Juniors Brian Espanet and Sean Coyne, senior Nick Lorden and sophomore Charles Briscoe III are among the threats as receivers along with sophomore tight end Kyle Lepkowski.

The defense had a big year in 2019, particularly while closing out the season with a win over Maine, and also impressed in the spring game against Albany. Senior defensive tackle Elijah Lewis has started 33 games and Horn 30. Junior Niko Kvietkus plays tackle alongside Lewis and junior Gunner Gibson is at one end spot and freshman Josiah Silver the other.

Senior Pop Bush and redshirt freshman Noah Stansbury are safeties along with Horn and sophomores Derek Thompson and Randall Harris are the corners.

The starting linebackers are sophomore Bryce Shaw, a transfer from Navy, and redshirt freshman Ryan Toscano. They’re backed up by redshirt freshman Zedane Williams and freshman Brandon Perkins at linebacker. Oleh Manzyk, who started as a freshman in 2019, is out with an injury.

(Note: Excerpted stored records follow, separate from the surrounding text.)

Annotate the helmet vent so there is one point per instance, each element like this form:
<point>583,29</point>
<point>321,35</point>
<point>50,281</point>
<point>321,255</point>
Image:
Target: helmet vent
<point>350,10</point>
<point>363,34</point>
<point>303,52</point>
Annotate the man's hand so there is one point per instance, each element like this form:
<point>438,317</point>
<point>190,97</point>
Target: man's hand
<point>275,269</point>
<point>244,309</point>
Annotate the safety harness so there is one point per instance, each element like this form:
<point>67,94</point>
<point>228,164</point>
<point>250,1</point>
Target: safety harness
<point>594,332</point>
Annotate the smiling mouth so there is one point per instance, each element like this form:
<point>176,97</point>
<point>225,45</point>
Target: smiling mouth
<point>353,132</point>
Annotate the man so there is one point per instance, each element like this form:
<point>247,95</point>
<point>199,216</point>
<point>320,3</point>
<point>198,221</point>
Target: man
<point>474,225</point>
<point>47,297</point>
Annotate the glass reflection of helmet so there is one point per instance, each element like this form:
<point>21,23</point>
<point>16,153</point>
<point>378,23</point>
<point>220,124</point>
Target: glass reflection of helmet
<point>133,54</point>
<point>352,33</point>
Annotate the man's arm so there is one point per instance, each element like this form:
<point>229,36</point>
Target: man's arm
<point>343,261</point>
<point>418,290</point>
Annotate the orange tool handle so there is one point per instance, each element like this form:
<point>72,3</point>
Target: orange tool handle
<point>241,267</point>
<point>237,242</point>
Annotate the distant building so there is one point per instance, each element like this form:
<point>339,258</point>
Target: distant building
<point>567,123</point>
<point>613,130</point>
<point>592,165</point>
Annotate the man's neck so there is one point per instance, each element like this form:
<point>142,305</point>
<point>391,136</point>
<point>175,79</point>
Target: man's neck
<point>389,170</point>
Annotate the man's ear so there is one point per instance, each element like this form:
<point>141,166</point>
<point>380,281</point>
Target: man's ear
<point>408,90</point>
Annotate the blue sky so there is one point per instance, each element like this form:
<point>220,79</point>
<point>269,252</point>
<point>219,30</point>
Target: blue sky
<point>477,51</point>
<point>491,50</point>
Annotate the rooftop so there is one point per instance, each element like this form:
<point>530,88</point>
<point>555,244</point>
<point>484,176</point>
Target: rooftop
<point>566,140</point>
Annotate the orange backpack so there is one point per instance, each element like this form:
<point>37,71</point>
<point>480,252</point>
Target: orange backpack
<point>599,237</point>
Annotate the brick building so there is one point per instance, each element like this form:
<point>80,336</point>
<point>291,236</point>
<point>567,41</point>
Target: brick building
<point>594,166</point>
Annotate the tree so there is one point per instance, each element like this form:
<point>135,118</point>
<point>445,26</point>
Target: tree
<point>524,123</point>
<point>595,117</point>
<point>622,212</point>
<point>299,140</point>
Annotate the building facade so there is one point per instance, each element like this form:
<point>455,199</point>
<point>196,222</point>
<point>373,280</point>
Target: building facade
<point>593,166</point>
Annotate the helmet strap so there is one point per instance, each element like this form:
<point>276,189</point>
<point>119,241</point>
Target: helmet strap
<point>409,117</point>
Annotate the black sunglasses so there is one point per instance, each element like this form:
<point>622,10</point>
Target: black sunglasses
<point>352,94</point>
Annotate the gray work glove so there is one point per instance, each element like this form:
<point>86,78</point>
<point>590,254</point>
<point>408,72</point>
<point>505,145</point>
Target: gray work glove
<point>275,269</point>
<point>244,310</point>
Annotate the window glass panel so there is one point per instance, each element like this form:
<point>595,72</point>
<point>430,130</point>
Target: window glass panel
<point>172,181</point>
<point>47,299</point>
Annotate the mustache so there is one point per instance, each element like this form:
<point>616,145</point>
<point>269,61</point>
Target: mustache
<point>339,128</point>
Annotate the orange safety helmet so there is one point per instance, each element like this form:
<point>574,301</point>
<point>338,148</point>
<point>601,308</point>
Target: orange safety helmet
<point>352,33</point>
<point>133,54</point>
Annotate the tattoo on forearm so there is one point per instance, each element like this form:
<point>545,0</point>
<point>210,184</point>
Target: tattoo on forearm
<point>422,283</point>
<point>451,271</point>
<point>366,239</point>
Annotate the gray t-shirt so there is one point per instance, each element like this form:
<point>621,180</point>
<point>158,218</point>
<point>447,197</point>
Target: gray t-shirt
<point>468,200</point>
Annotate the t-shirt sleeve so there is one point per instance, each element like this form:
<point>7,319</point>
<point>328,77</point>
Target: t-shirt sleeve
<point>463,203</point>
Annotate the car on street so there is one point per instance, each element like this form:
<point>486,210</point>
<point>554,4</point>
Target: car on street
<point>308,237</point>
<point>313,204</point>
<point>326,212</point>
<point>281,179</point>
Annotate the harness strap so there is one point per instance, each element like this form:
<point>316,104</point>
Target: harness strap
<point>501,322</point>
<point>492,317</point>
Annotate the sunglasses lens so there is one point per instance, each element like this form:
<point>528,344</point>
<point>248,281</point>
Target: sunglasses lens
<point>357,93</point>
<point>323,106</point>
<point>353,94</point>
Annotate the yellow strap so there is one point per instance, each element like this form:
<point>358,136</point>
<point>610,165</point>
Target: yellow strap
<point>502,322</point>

McDonnell said he likes the way junior Jordan Conn, who has won the kickoff and place-kicking duties, has come on. Redshirt freshmen Aidan Cadogan and Sean Lehane may share the punting work to start.

XTRA POINTS 

  • Stony Brook had a 1-3 record in its abbreviated spring season.
  • The Seawolves were 5-7 in 2019.
  • UNH beat Stony Brook, 20-14, its last game in Lavalle Stadium on Oct. 12, 2019.
  • The Seawolves like to run the ball and had 206 yards rushing in that game.
  • Ty Son Lawton, now a junior, carried 23 times for 124 yards and a score.
  • Espanet caught a pair of touchdown passes from Brosmer last time out at Stony Brook.
  • Grad student quarterback Tyquell Fields is back to lead the Seawolves.